I flipped the page, and shit, a rat following Vinegar-Gurgle like some puppy, how’d I miss that, when’d I draw…

Was dark now, Rich should’ve been here hours ago.

I flip, flip, flip gurgle gurgle. Rich is in my comic. Vinegar-Gurgle is looking for him. Yeah, I did sketch him for practice, I sketched all of us, but… flip, he’s scared. Zoom in on his face, he’s smelling something. Vinegar-Gurgle’s a shadow behind him. Flip, zoom—his eye looking behind.

Flip, pan out—his face again. His palms against the page, like it’s not paper but a wall, lemme out PLEASE. Pan—Vinegar-Gurgle, roaches-for-eyes, holding something over his head. Pan—gurgle gurgle it’s not acid, it’s crawling, it’s wiggling, it’s falling onto him—

Gurgle gurgle.

I draw, yeah, but not this good. Flip, that’s another of us from that night. What’s that on his face shit, going down his throat. Flip—another of us. Flip, flip, flip—everyone’s screaming but not-screaming in pencil, who drew this.

Gurgle gurgle.

It’s dark, I flick the bulb and everything’s grey… like, pencil grey. I touch the wall, it’s crumply like paper.
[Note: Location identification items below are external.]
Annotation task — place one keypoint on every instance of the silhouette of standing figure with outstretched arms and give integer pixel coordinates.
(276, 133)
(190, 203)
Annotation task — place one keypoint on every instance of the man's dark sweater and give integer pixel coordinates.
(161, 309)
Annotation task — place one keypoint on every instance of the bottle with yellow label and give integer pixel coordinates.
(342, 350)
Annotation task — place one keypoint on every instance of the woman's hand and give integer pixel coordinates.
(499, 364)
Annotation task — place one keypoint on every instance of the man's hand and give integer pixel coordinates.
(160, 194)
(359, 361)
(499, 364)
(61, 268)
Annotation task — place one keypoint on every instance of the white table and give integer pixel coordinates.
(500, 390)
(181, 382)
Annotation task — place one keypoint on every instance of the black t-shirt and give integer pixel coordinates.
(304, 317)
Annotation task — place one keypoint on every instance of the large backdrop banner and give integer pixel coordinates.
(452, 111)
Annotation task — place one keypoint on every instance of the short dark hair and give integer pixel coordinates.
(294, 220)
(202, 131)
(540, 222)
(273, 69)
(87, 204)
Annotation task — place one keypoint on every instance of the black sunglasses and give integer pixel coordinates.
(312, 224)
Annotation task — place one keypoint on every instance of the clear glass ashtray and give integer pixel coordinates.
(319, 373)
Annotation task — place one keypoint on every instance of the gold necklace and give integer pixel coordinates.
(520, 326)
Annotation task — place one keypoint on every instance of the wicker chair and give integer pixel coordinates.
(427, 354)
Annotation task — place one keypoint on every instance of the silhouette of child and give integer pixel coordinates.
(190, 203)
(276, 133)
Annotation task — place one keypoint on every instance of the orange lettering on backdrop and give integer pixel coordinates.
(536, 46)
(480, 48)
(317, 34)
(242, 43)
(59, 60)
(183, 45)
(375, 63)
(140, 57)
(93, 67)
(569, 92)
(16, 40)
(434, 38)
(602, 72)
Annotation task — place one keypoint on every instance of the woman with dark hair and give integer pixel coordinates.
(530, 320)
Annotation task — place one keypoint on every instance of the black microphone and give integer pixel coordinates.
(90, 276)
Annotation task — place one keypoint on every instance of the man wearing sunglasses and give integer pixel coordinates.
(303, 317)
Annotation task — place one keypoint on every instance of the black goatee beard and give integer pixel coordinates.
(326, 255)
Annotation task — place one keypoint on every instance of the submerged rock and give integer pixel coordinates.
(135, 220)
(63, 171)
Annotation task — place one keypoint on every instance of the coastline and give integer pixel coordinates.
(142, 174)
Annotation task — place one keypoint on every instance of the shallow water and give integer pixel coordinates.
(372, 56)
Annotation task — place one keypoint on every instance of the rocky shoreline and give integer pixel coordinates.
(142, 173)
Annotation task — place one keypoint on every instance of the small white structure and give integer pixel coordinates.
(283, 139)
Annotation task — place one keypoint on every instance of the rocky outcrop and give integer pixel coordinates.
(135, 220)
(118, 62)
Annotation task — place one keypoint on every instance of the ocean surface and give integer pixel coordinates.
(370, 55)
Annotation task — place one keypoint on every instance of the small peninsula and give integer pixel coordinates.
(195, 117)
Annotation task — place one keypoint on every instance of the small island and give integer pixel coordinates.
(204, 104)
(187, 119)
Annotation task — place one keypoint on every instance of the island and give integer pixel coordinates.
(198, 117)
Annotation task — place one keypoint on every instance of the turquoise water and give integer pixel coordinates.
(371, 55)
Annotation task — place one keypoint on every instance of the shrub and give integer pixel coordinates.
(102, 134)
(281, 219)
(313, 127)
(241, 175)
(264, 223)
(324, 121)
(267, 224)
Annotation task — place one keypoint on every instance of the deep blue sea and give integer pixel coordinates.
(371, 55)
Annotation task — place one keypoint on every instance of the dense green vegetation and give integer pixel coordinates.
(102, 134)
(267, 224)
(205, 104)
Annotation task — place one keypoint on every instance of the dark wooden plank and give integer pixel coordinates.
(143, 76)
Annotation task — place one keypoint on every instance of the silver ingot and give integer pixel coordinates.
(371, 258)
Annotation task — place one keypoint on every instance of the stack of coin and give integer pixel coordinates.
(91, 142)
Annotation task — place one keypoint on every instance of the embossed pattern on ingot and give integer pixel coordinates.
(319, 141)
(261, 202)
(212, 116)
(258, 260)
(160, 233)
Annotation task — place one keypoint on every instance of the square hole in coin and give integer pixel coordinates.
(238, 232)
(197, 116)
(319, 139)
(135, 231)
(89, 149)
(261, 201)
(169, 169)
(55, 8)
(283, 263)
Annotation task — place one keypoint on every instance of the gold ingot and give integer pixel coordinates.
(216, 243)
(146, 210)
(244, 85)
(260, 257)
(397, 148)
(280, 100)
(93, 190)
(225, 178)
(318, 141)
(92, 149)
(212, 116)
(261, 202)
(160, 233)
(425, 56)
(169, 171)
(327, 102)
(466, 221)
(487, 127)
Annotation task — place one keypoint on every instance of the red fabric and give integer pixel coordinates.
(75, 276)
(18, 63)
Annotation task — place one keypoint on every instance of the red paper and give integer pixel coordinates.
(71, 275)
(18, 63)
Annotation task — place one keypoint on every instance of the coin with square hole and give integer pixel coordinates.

Something strange about this quiet room, no roaches scuttling, no shuffling rat. How long have I been here?

It’s not like I’m some poor woman on a gurney, gurgle gurgle—can you describe him, ma’am, if you can’t talk, here’s a sketch pad. And she’s penciling in a little each day, and each time she gets one of them on paper, those that did this to her, gurgle gurgle, she heals a little, and if she can just get that one who stayed back, maybe she could talk again.

Gurgle. Someone behind me.

I look up, vinegar-smell, something drops, crawly-crawly on my face.